I’ve heard that people coming over to OpenAI from other organizations were surprised by how much OpenAI was using AI to accelerate their growth. This has been a common theme from all of the executives at OpenAI that I’ve spoken to. And it’s not just the engineers that are using these tools. People in various teams are now learning the basics of coding and putting Codex to work for themselves to solve specific use cases. I expect other companies will have to follow suit if they want to keep up – and that will extend not just to AI companies, but any organization.
Coding in the cloud is a new frontier
One of the features of Codex is the ability to have tasks run remotely while you focus on other things. For example you could send a huge task like refactoring a codebase from Python to Rust to the OpenAI servers and launch other tasks from your terminal. Most of us are conditioned to think about working on one task at a time, or at most having a few terminals as we go back and forth. Greg Brockman pointed out that this was a new feature people were only just beginning to understand.
Where will this go?
In all likelihood most coding will eventually be done in the cloud and only a small percentage will happen in real-time as people work with IDEs. To get there we have to think of ourselves as project managers and increase the scope by which we think about things. This will take some adjusting. Part of the reason a lot of us like to code is the hands on nature. This is part of the reason “vibe coding” has taken off as other people discover the joy of making something that works. Cloud code generation doesn’t mean the end of vibe coding – it just means that we’ll be able to vibe code much more elaborate projects as we deploy various agents to handle all the smaller tasks.

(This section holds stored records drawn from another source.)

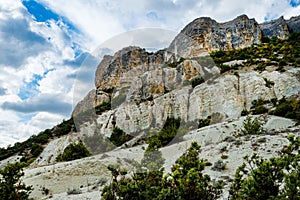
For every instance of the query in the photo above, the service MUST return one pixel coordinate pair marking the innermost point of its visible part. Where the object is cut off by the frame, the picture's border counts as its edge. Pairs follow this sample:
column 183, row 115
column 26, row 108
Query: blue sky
column 47, row 48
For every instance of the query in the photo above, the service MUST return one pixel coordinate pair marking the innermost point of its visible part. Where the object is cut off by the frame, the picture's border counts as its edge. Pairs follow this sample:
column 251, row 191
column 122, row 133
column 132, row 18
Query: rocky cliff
column 205, row 34
column 140, row 90
column 146, row 88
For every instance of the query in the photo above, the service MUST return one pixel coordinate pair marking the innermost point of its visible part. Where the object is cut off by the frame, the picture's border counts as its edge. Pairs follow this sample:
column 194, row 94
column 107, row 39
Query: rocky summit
column 208, row 79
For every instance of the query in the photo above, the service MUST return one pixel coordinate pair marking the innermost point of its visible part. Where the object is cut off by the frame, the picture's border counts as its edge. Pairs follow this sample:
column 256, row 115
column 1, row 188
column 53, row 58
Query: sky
column 49, row 50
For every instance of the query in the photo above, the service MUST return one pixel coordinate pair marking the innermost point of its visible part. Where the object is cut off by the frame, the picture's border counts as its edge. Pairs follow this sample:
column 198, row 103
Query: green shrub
column 176, row 63
column 252, row 127
column 204, row 122
column 244, row 112
column 11, row 187
column 274, row 178
column 197, row 81
column 73, row 152
column 260, row 110
column 260, row 67
column 269, row 83
column 287, row 108
column 36, row 150
column 185, row 181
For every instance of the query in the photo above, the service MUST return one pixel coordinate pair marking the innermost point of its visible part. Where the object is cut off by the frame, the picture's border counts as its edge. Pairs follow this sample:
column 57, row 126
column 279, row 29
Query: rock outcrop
column 205, row 35
column 145, row 88
column 280, row 27
column 275, row 28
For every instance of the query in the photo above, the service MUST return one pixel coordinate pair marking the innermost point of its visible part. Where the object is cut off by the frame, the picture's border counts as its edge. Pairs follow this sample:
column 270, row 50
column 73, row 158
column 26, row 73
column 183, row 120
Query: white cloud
column 28, row 47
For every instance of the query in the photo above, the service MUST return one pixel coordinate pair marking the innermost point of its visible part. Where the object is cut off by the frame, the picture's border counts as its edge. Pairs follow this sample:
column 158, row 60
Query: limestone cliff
column 205, row 34
column 146, row 88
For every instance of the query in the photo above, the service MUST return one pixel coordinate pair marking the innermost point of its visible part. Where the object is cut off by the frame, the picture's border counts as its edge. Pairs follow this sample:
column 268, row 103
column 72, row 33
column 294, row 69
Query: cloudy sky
column 44, row 43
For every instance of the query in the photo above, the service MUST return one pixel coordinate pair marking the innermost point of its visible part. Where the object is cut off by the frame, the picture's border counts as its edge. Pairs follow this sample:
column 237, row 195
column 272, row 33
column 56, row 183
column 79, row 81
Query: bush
column 260, row 110
column 73, row 152
column 252, row 127
column 287, row 108
column 11, row 187
column 244, row 112
column 274, row 178
column 197, row 81
column 36, row 150
column 185, row 181
column 204, row 122
column 269, row 83
column 176, row 63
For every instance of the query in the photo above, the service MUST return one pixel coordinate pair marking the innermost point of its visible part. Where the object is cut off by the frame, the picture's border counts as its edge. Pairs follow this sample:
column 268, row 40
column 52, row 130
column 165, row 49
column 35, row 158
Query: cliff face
column 205, row 34
column 146, row 88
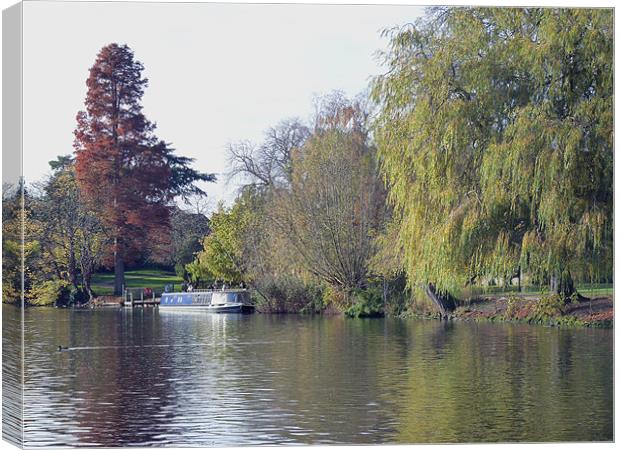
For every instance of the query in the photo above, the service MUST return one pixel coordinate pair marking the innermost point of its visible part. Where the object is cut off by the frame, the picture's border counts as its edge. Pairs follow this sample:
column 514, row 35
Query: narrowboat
column 217, row 301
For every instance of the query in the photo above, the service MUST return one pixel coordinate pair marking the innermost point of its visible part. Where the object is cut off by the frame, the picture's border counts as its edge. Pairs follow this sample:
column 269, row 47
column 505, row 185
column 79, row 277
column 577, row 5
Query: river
column 149, row 377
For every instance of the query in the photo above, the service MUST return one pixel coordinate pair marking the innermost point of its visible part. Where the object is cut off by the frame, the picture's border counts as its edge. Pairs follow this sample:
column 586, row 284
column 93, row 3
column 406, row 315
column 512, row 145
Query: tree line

GPT-5-Codex is designed to work well with coding tools
One of the things that has become obvious since the launch of the first code models is that simply copy-pasting model responses into a code base isn’t the entire solution. Tools like Copilot, Cursor, Claude Code and Codex have shown that how you use the model is almost as important as the model’s core capabilities. A “harness” around the model can let it outperform its base evals. Using effective AGENT.md files (instructions for the model), code summarization and intelligent context tools can help them perform much more sophisticated tasks.
OpenAI developed GPT-5-Codex to work in a variety of harnesses from Codex CLI to third-party tools. While GPT-5 already outperformed other models in long horizon tasks, training a speciality model to be more flexible about the environment should yield some very interesting results.
What’s next?
Although I worked at OpenAI and host their podcast, I use a variety of models personally and my AI deployment firm Interdimensional is model agnostic. I was using Claude Sonnet extensively in Cursor for many of my coding tasks (along with o4-mini-high.) With the introduction of GPT-5 I switched over to GPT-5-high exclusively. I found it very capable in Codex CLI and handled tasks that Sonnet and Opus couldn’t do. I’m very curious to see how GPT-5-Codex works out after more internal testing because GPT-5 was already amazing. However, Anthropic, Google and xAI aren’t sitting still. As Sam Altman likes to say, “For every you make, they get a counter move.”